Zhang Keqiong, Fan Zhiran, Wu Qilong, Liu Jianfeng, Huang Sheng-You
School of Physics, Huazhong University of Science and Technology, Wuhan, Hubei 430074, P. R. China.
Key Laboratory of Molecular Biophysics of MOE, Huazhong University of Science and Technology, Wuhan, Hubei 430074, P. R. China.
J Chem Inf Model. 2025 Jul 14;65(13):7174-7192. doi: 10.1021/acs.jcim.5c00427. Epub 2025 Jun 17.

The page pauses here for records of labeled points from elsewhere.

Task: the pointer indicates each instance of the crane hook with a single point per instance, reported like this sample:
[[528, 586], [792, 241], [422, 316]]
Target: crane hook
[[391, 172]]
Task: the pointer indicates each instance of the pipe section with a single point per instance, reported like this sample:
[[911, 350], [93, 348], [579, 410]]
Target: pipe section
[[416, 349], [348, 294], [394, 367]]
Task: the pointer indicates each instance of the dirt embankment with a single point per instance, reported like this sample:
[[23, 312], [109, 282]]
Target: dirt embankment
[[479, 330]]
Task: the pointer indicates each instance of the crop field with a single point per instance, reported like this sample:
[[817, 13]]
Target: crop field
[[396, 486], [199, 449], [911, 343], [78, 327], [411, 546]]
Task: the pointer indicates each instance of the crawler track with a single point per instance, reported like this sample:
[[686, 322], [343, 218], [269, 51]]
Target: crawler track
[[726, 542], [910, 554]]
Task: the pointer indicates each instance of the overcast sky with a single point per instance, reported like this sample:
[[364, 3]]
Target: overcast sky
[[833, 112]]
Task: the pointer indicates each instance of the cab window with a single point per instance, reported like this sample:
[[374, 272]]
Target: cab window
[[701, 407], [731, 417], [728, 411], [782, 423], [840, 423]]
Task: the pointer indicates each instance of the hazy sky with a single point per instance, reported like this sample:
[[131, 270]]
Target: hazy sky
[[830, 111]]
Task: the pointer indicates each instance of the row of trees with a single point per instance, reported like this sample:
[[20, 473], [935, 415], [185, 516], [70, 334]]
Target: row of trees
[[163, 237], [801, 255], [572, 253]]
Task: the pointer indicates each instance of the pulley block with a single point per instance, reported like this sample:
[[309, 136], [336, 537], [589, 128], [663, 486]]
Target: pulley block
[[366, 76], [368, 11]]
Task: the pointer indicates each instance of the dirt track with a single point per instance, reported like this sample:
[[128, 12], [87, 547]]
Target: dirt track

Accurate prediction of drug-protein interactions is crucial for drug discovery. Due to the bottleneck of traditional scoring functions, many machine learning scoring functions (MLSFs) have been proposed for structure-based drug screening. However, existing MLSFs face two challenges: small data limitations and poor interpretability. To address these challenges, we have proposed a physics-based small data machine learning framework for interpretable and generalizable prediction of drug-protein interactions on the target with scarce positive data through a strategy of three training phases with three (score, weight, and ranking) loss functions, named DrugBaiter. DrugBaiter has been extensively evaluated on the 102 targets of DUD-E and 81 targets of DEKOIS 2.0 for drug screening, and compared with 14 other MLSFs. It is shown that our DrugBaiter model can significantly improve the drug screening performance even if few actives are known for a target. In addition, DrugBaiter is interpretable in describing the interactions at the atomic level. The power of DrugBaiter is also confirmed by a drug screening application on the SARS-Cov-2 main protease target. It is anticipated that DrugBaiter will serve as a general machine learning scoring model for screening novel drugs on new targets with scarce known actives. DrugBaiter is freely available at http://huanglab.phys.hust.edu.cn/DrugBaiter.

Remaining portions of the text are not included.